Codmaker Studio logo
CybersecurityAILLMArchitecture

Building an AI Security Pipeline with LLMs in 2026

Practical AI security pipeline patterns for threat detection in 2026 — LLM triage, log analysis, and the architecture decisions that actually work.

·13 min read
Building an AI Security Pipeline with LLMs in 2026

What an AI Security Pipeline Actually Does

An AI security pipeline uses large language models to triage, enrich, and prioritize security events that traditional rule-based systems either miss or flood with false positives. The pipeline sits between your log sources (CloudTrail, application logs, EDR alerts) and your incident response process, replacing the analyst-tier-1 role of 'is this real' with an LLM that reads the context and decides.

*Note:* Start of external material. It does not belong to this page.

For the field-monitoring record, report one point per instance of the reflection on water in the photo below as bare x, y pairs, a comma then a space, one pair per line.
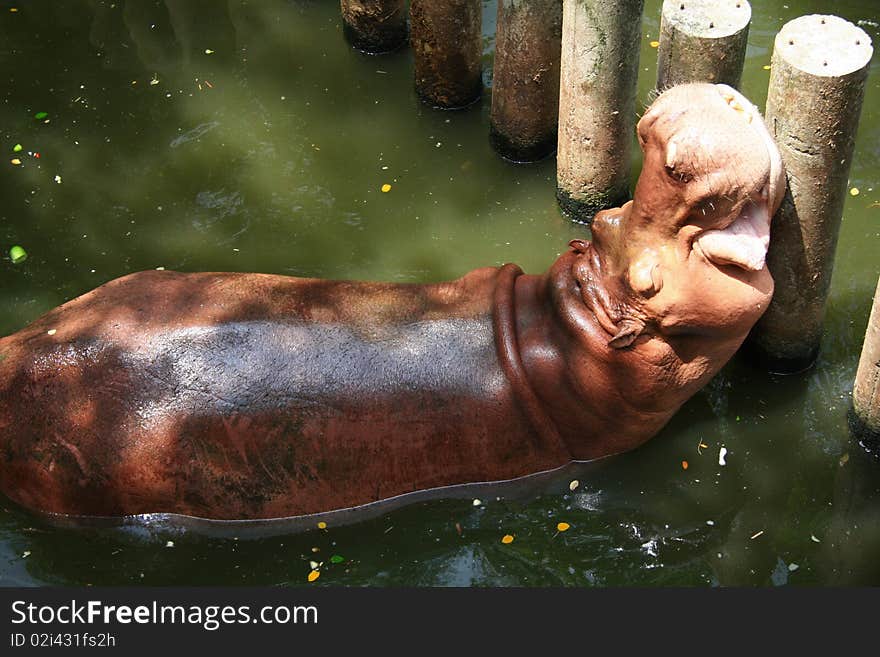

The promise is alert quality, not alert volume. A traditional SIEM produces 10,000 alerts per day across a mid-sized organization; analysts triage maybe 100 of them. An AI pipeline can reduce that to 50-200 high-quality alerts per day with explanations attached, which a human team can actually action.

This guide is the architecture patterns we recommend after building security-adjacent pipelines for AdMetric Pro and reviewing the AI security tooling space going into 2026. It is not a vendor pitch — most of the components below are open source or BYO models.

Why Traditional SIEMs Hit a Wall

Traditional SIEMs (Splunk, Elastic Security, Sumo Logic, the open-source Wazuh) work via rules: 'if user_agent contains X and login_country differs from previous, alert.' Rules are precise but brittle. They miss novel attacks, drown analysts in false positives, and require constant tuning.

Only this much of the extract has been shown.